Douglas County commissioners approve Tahoe event center
STATELINE, Nev. — After many meetings, many arguments and many opinions, the Douglas County Commission voted on Thursday to approve the Tahoe South Event Center project.
The project passed 3-2 with Chairman Barry Penzel, Vice Chairman Larry Walsh and Commissioner Wesley Rice voting yes.
Penzel and Commissioner Dave Nelson went back and forth throughout the meeting, with tensions running high.
Nelson reminded the commissioners that they were all Republicans that voted not to establish any new redevelopment districts but Penzel said he spoke out against that.
Prior to the discussion, more than 20 residents and business owners called in to leave public comment.
Some residents felt the events center was a waste of money or a risky decision, while others felt the center would provide the region with the additional job source and moneymaker that the region needs.
The COVID-19 crisis was also on a lot of the public’s minds during the comment period. Some people thought the commission should push off the decision until after the crisis. With the Lakeside Inn and Casino closing permanently, people thought it wouldn’t be wise to build another large facility just down the street. Others felt that because of the social distancing, people wouldn’t have the taste for big events for some time.
On the other side, some residents and business owners thought the crisis was proof that the region needs another income source. The event center is projected to bring in about 550 year-round jobs and about 800 construction jobs for two years.
In the end, the center won out, with Penzel expressing excitement on moving forward on a project that has been on people’s minds for over 20 years.
The project had jumped another hurdle on March 25 when the Tahoe Regional Planning Agency passed the project unanimously.
Commissioner Rice pointed out that the TRPA turns down a lot of projects so the fact that they unanimously passed it was a good sign.
“We’re extremely grateful to the county commissioners for their support and recognition of a project to help assure the long-term economic future of the south shore,” said Carol Chaplin, president and chief executive officer of the Tahoe Douglas Visitors Authority in a press release. “It’s been a challenging multiple year process and now we look to move forward with enthusiasm, imagination, confidence and hope to secure our future.”

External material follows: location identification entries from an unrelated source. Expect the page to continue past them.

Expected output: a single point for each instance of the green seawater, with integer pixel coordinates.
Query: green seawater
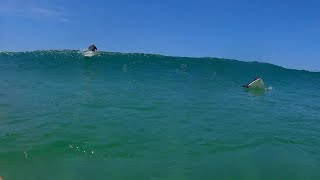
(141, 116)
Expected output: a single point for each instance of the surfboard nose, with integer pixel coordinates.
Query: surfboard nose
(257, 83)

Chaplin cited numerous supporters including Tahoe Regional Planning Agency, Douglas County partners, Lake Tahoe Visitors Authority, Tahoe and Carson Valley chambers of commerce, businesses, community, fraternal organizations, and individuals.

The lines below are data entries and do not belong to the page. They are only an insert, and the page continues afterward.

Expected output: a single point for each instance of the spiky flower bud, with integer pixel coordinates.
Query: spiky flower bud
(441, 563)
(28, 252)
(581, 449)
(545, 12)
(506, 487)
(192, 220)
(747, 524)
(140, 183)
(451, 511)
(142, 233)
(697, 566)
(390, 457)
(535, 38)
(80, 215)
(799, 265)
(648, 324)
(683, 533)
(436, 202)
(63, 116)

More than 400 letters of support prior to the meeting flooded the Douglas County website, representing the overall community.
A petition was filed in Oct. 2019 to put the development area on the ballot in 2020. The petitioners were able to get the required 2,613 signatures.
During the meeting, commissioners were given the choice to repeal the ordinance that allows the redevelopment area in which the events center will be built, or to send the question to the ballot. The board voted unanimously to send it to the ballot.
However, even if the voters voted to dissolve the RDA, it would only prevent new projects from starting, it would not affect the events center, said Chaplin to the Tribune.
The event center is expected to break ground in June 2020 and be completed in 2022.